Die Aufsichtsbehörden der Länder betrachteten diese Entwicklung mit Argusaugen, weil die Kommunen damit unerwünschte Risiken eingingen. Als erste wurde das preußische Innenministerium aktiv. Am 15. April 1921 publizierte es einen Erlass über „Die Errichtung von Kommunalbanken durch Gemeinden und Gemeindeverbände“*. Darin ging das Ministerium das Problem von zwei Seiten an: Zum einem drängte es die Kommunen dazu, ihre neuen Banken rechtlich zu verselbständigen und in haftungsrechtlich adäquate Gesellschaftsformen wie die Aktiengesellschaft und die GmbH zu überführen. Zum anderem weitete es die Geschäftskompetenzen der Sparkassen nochmals aus. So wurden insbesondere noch bestehende Höchstgrenzen für Depositen- und Kontokorrenteinlagen abgeschafft und den Sparkassen „sonstige bankmäßige Geschäfte“ widerruflich gestattet.
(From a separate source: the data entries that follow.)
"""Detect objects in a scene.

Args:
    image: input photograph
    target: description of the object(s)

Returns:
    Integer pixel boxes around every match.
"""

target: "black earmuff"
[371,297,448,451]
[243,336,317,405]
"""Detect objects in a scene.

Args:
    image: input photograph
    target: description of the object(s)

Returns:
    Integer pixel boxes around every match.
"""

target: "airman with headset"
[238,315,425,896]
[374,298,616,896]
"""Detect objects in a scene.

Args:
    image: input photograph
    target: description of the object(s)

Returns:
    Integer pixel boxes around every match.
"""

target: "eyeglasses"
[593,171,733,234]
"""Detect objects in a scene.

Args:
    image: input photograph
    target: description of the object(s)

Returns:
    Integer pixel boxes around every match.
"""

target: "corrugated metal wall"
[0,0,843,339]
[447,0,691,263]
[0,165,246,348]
Völlige Freiheit bedeutete das allerdings nicht, denn der Erlass stellte klar: Ausgeschlossen müssen naturgemäß alle Geschäfte bleiben, die mit der ursprünglichen Aufgabe der Sparkassen, den Sparsinn zu fördern und als öffentliche Kredit-Institute zu dienen, unvereinbar sind, oder die die Sicherheit der Einlagen gefährden, oder endlich die der Stellung von Gemeinden und Gemeindeverbänden im öffentlichen Leben und der durch ihre geschichtliche Entwicklung gegründeten Vertrauensstellung der öffentlichen Sparkassen nicht entsprechen.“**

Andere deutsche Länder zogen mit teilweise erheblicher Verzögerung nach. So schufen Bayern und Baden erst im April bzw. Juni 1923 die rechtlichen Grundlagen für die volle bankmäßige Betätigung der Sparkassen.

Zu diesem Zeitpunkt hatte sich die Geldentwertung in Deutschland bereits dramatisch beschleunigt. Befreit aus dem engen Korsett ihres bisherigen Geschäftsrechts, waren die Sparkassen jedoch in der Lage die existenzbedrohende Phase der Hyperinflation einigermaßen glimpflich zu überstehen. Nach der im Herbst 1923 eingeleiteten Währungsreform stabilisierten sie sich erstaunlich schnell wieder.

Private und genossenschaftliche Wettbewerber bemühten sich zwar in den folgenden Jahren darum, dass die bankmäßige Betätigung der Sparkassen wieder rückgängig gemacht werden. Aber auch dank der Gründung des Deutschen Sparkassen- und Giroverbandes 1924 konnte die Sparkassenorganisation diese Attacken erfolgreich abwehren. Das Reichskreditwesengesetz bestätigte 1934 die Stellung der Sparkassen endgültig: Als Kreditinstitute waren sie den Banken grundsätzlich gleichgestellt.

Dr. Thorsten Wehber, Sparkassenhistorischen Dokumentationszentrum des Deutschen Sparkassen- und Giroverbandes

* Ministerial-Blatt für die Preußische innere Verwaltung, Jg. 82 (1921), Seite 128 – 132.
** Ebd, S. 130.

Literatur:
Günter Ashauer: Von der Ersparungscasse zur Sparkassen-Finanzgruppe. Stuttgart 1991.
Hans Pohl/Bernd Rudolph/Günther Schulz: Wirtschafts- und Sozialgeschichte der deutschen Sparkassen im 20. Jahrhundert. Stuttgart 2005.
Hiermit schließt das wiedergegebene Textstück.